Today is the last in a Biz Beat series featuring your credit questions, with answers provided by Consumer Credit Counseling Service of Greater Atlanta.
If you have a question about credit card debt, worried about foreclosure, or in need of budget counseling, you can call CCCS at 1-800-251-2227.
I’d like to thank everyone who participated and hope it was helpful.
Q: I’m considering a loan modification. I can make the current payment, but I have some expenses on the horizon this year related to college. Is getting set up in this new agreement going to impact my credit scores? How can I avoid a negative impact on my credit history? Should I try to do a regular refinance?
A: If you change the terms to your existing loan, which is what a loan modification does, your credit score could drop. Typically a loan modification drops the monthly payment by reducing the interest rate, or by extending the length of the loan.
If you can qualify for refinancing, that would indicate your credit score is probably already healthy and it won’t be changed one way or the other. If you are struggling to pay your mortgage and can’t qualify for refinancing, you should not let the possible impact on your credit score stop you from pursuing a loan modification if it puts you in a sustainable financial situation.
Q: There are two credit card histories that are showing up on my son’s credit report. We have the same name, except I am the 3rd, and he is the 4th. Initially there were three cards, but we were able to get one of them to switch the card and its history over to my credit report. I have not had any success with the other two cards. They tell me to contact Equifax, but that has proven to be a dead end as well. Any suggestions?
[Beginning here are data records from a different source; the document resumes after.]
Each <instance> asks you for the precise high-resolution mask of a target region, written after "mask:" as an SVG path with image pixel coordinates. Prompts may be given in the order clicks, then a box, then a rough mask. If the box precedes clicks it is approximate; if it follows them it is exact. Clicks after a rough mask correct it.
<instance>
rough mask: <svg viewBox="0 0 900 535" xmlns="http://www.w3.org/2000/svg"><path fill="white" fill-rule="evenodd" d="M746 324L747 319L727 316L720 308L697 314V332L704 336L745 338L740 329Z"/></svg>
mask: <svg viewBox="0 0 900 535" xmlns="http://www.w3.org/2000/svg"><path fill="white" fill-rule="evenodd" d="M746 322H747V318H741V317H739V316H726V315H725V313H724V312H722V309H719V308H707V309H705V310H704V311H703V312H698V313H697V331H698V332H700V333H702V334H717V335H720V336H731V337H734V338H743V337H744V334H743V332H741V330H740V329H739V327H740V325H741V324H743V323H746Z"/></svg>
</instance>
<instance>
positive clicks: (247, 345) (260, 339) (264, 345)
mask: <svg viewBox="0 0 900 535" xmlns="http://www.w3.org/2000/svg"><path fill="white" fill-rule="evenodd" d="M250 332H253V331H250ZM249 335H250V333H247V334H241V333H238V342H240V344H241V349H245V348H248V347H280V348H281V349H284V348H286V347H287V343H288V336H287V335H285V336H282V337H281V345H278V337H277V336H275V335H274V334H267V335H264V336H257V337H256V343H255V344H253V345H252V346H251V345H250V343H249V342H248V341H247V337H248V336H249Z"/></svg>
A: Common names of fathers and sons can result in a mixed credit report. It can take persistence to clear this up once it has happened. In addition to Equifax, you should be contacting the other two credit reporting agencies, Experian and TransUnion. When you write the agencies with your dispute, please be sure to say that you are writing as the “3rd.” Also, notify your creditors in writing of the mix-up. From now on you and your son should be careful to use your full name, including suffix, when filling out credit applications.
Q: I have 35,000 in credit card debt. My credit is affected by high balances. I pay everything on time. What is the best approach to pay these cards off? I have a first and second mortgage. I can’t get refinancing because of the credit card balances. I would not get a lower rate than the 6.3% I have on my first mortgage and 9.5% on the 2nd. My income had gone down for a couple years but is back up now. Nothing is leftover after all the bills. I spend $1,500 a month in paying credit cards. What is the best plan to take care of this? I feel like I don’t trust any of these companies out there.
A: The interest rates on your mortgages are not terribly high. It appears your biggest challenge is going to be paying down your credit card debt. You don’t say if you are paying mostly interest on your credit cards, but it would appear that might be the case. Please get some help with your debt situation by contacting an accredited, nonprofit credit counseling agency. You can find a trustworthy referral list by going to the Web site for the National Foundation for Credit Counseling at www.nfcc.org. Of course, you can also get free, confidential credit counseling from CCCS.
Q: How is it that with years of outstanding credit history and no changes in your behavior, a credit card company can lower your credit limit or cancel an account outright? That significantly lowers your FICO score, sends all your other creditors into a tizzy and adversely affects your ability to attain credit and favorable rates and terms.
A: Not many of us read the fine print on our credit card agreements, but many of them say that the terms can be changed at any time for any reason. This is happening more often now because banks are trying to limit their unsecured debt exposure and because a new federal law that goes into effect February 22 will limit their ability to do some of the things you mention.
Among the provisions, creditors will be required to provide consumers with a 45-day advance notice of changes in rates and other significant contract changes. Something called Universal Default will also be prohibited. That’s the practice of unaffiliated creditors raising your rates when you’ve paid late to another creditor.